I mean, like I said there are clearly two groups of people here in these two main stories we get for today, am I right? There is the group of the faithful of Triumphal Entry story and then the group of the hateful of the Passion narrative. There are those who are with us and recognise the Messiah and those that are against us and only see a traitor. There are those like us that believe that Jesus saves and those who aren’t and want Jesus to die.
They have to be different groups, right?
There’s no way they can be the same. There’s no way that they could change their mind about someone that quickly. There’s no way that they could be so… hypocritical.
And that’s the thing. They likely are the same group of people, give or take a couple disciples and Pharisees or so. They likely did change their mind or at least moved the goal posts of what is right and wrong to fit in with their predetermined paradigms. They likely are that surprisingly hypocritical… just like we are.
Because if we’re honest, while we might not go from “Hosanna” to “crucify him” over the course of week, we do go from “amen” to “who me” when it comes to God’s calling for our lives. We do go from accepting God’s love for us to thinking that there’s no way that God loves the others. We do go from confessing Jesus with our lips but then go out and deny him with our lives.
This isn’t to say that you are all awful people, because I’m including myself in this and I’m pretty awesome. But this is to say that this is human nature, this is just what we do and how we are, this is the sin that permeates our lives whether we recognise it or not. I mean, we can totally recognise in others of course, but the nature of this Palm/Passion Sunday calls and leads us to recognise it in ourselves.
In fact, all of the season of Lent that we’re finishing up today with this festival is about that.
We can say that we’re not perfect, but the discipline and practice of Lent shows us just how much and in what practical ways that is true. We can say that we draw lines between us and them, but this day of Palm Sunday combined with the Sunday of the Passion reveals to us how deep and almost unpassable those lines can be for us. We can say that we’re sinners in need of a Saviour, but throughout the lessons, seasons, and festival days, God shows us just how much we actually do get that Saviour.
But it is important to note that it isn’t because of our sin or recognition of it that God chooses to open for us the doors of salvation. It isn’t our shouts and pleas of Hosanna that makes us worthy of being welcomed and included in God’s plan of mercy and redemption. It isn’t even the act of unjustly convicting and condemning Jesus to die on a cross that saves us.
Rather, it is God who decides to save us in spite of all of that. It by God’s grace that our imperfection, hypocrisy, and sin don’t exclude us. It is because God, who is all love, chooses to extend that love to all people no matter their background, no matter their world paradigms, and no matter what side of that humanly created line they land on, and saves us.

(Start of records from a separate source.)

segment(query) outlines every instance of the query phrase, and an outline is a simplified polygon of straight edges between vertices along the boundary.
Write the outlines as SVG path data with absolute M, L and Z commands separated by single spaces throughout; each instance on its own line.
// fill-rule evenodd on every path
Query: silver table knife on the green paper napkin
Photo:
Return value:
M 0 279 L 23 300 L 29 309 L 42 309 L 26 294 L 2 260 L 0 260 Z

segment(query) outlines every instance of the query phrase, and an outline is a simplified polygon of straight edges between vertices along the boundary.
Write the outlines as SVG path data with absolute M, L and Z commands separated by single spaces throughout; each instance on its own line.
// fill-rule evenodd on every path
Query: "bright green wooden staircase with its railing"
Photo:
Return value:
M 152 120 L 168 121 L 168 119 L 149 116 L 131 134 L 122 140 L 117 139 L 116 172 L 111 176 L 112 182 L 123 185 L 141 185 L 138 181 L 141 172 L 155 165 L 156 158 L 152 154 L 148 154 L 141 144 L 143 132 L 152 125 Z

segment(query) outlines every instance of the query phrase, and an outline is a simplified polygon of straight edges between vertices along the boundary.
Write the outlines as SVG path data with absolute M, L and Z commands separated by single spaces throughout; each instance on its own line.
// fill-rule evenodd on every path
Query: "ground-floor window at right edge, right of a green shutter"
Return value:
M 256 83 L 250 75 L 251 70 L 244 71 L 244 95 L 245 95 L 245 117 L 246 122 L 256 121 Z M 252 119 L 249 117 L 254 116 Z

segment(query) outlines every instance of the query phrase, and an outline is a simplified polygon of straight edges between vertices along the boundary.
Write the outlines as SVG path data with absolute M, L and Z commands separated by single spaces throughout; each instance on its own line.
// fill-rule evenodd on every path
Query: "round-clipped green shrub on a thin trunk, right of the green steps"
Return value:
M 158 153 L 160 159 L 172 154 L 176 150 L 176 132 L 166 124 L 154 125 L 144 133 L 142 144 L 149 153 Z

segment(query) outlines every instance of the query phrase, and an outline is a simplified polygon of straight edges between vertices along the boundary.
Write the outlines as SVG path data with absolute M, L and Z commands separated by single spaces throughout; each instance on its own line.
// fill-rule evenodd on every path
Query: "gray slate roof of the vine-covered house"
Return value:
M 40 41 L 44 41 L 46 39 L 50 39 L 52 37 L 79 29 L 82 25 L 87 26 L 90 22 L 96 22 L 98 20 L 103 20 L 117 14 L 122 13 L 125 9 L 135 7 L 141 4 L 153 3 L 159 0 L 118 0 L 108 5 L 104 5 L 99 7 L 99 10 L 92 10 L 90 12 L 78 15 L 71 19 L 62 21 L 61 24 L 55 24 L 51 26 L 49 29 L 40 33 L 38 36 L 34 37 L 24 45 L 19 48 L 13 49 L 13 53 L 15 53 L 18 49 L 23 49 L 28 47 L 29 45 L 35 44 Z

See while this day marries Palm Sunday and the Sunday of the Passion together in this awkward dichotomy, it brings to light the awkward dichotomy that we have in ourselves of law and gospel, saint and sinner, light and darkness. While this season of Lent highlights all the ways that we don’t deserve what we get, it also reminds us that we get it anyway in abundance. While our faith reminds us of who we are as humans fully fallen and separated from God, we are also assured that God pushes aside those lines, breaks down those walls, and bridges those gaps into our hearts and declares us as beloved, welcomed, and saved children of God, brought into the unending arms of grace and love along with all the saints who are just as sinful but forgiven as we are.
So as we move from this season of Lent into this holiest of weeks that will culminate in the glorious resurrection of Christ, may we always recognise and see the lines that God erases, the walls that God passes through, and the dichotomies that God crosses, not to bring upon us guilt and shame, but to lift up just how big and wide God’s love and grace are. Thanks be to God. Amen.